4. Teil der Serie „Venture Capital & Business Angels“: Regeln, Absprachen und Verträge
Das Begehren und der Traum von Unternehmensgründern sind nachvollziehbar: Man möchte seine Idee verwirklichen und konzentriert daran arbeiten können, ohne mit den Ressourcen knausern zu müssen und permanent Geldsorgen zu haben. Die technische Problemlösung des Projekts fasziniert.
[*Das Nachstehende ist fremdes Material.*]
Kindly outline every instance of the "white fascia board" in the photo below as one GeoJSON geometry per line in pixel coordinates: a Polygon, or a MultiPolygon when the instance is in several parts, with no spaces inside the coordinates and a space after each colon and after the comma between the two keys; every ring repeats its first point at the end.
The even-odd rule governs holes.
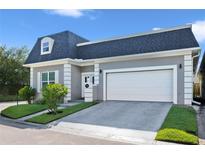
{"type": "Polygon", "coordinates": [[[77,65],[77,66],[89,66],[89,65],[94,65],[94,64],[115,62],[115,61],[180,56],[180,55],[185,55],[188,52],[193,52],[193,53],[198,52],[199,50],[201,50],[200,47],[195,47],[195,48],[158,51],[158,52],[152,52],[152,53],[132,54],[132,55],[125,55],[125,56],[115,56],[115,57],[106,57],[106,58],[97,58],[97,59],[88,59],[88,60],[65,58],[65,59],[51,60],[51,61],[46,61],[46,62],[25,64],[23,66],[24,67],[43,67],[43,66],[60,65],[60,64],[66,64],[66,63],[77,65]]]}
{"type": "Polygon", "coordinates": [[[64,59],[58,59],[58,60],[50,60],[45,62],[37,62],[37,63],[31,63],[31,64],[24,64],[24,67],[43,67],[43,66],[52,66],[52,65],[61,65],[61,64],[74,64],[75,61],[70,58],[64,58],[64,59]]]}
{"type": "Polygon", "coordinates": [[[158,58],[158,57],[171,57],[171,56],[185,55],[188,52],[196,52],[198,50],[201,50],[201,48],[196,47],[196,48],[186,48],[186,49],[177,49],[177,50],[167,50],[167,51],[159,51],[159,52],[152,52],[152,53],[99,58],[93,60],[95,61],[95,63],[106,63],[106,62],[114,62],[114,61],[121,61],[121,60],[123,61],[123,60],[149,59],[149,58],[158,58]]]}
{"type": "Polygon", "coordinates": [[[127,36],[113,37],[113,38],[103,39],[103,40],[98,40],[98,41],[78,43],[76,46],[79,47],[79,46],[90,45],[90,44],[95,44],[95,43],[108,42],[108,41],[114,41],[114,40],[120,40],[120,39],[127,39],[127,38],[132,38],[132,37],[137,37],[137,36],[150,35],[150,34],[156,34],[156,33],[163,33],[163,32],[174,31],[174,30],[185,29],[185,28],[192,28],[192,25],[187,24],[187,25],[182,25],[182,26],[177,26],[177,27],[172,27],[172,28],[152,30],[150,32],[143,32],[143,33],[132,34],[132,35],[127,35],[127,36]]]}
Man ist vom Erfolg überzeugt und geht davon aus, dass „nur noch die Entwicklung zu Ende gebracht werden muss“. Dafür sucht man „lediglich noch“ den Finanzierer.
Erinnern wir uns aber nochmals an die Haltung der anderen Seite: Man erhält dort Hunderte, ja Tausende von Ideen präsentiert, und in allen Fällen sind die Projektgründer schwerstens überzeugt von ihrem Vorhaben. Dennoch scheidet nicht nur bei der Masse der Projektvorschläge eine Finanzierung von vornherein aus – auch bei den dann tatsächlich unterstützten Projekten scheitert früher oder später immer noch ein großer Anteil. VC-Gesellschaften haben also beste Gründe, das Kapital ihrer Fonds mit Vorsicht zu verwalten. Die Vorstellung, dass die neuen VC-Freunde einfach mal eben mit der großen Kurbel den Geldhahn aufdrehen und fortan schlaraffenländische Liquiditätszustände herrschen, sollte man also ganz schnell abhaken.
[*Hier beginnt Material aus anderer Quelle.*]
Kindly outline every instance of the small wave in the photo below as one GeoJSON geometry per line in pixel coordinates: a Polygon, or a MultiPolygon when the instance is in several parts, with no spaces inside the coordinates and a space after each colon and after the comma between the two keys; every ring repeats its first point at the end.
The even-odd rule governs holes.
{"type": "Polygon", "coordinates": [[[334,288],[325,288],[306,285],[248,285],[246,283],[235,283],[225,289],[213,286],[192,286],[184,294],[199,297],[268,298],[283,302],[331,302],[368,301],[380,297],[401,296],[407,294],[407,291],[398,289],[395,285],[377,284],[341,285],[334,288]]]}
Tritt man bei Verhandlungen mit der VC-Gesellschaft in die Phase konkreter Vertragsbestandteile ein, sind es meistens zwei Punkte, an denen man sich reibt:
- die Risikoeinbindung der Gründer
- die zeitliche Struktur der Beteiligung
Risikoverteilung
Den beiden Parteien, Gründer auf der einen Seite und Beteiligungsfinanziers auf der anderen, ist daran gelegen, das jeweils eigene Chancen-Risiken-Verhältnis zu optimieren. Es liegt in der Natur der Sache, dass das nur jeweils zu Lasten der anderen Partei geht (und vice versa). Die VC-Seite allerdings hat noch zusätzliche Gründe für eine gewisse Belastung der Gründer mit Risiken: Man möchte zum einen die Ernsthaftigkeit der Gründer überprüfen und zum anderen auch bestätigt sehen, dass man es nicht mit Bruder Leichtfuß zu tun hat. Nur wer selbst wirklich restlos von seiner Sache überzeugt ist, geht schließlich erkennbare Risiken ein und ist bereit, sein Durchhaltevermögen unter Beweis zu stellen. Aus Sicht der VC-Gesellschaft trennt sich an diesem Punkt also schnell die Spreu vom Weizen.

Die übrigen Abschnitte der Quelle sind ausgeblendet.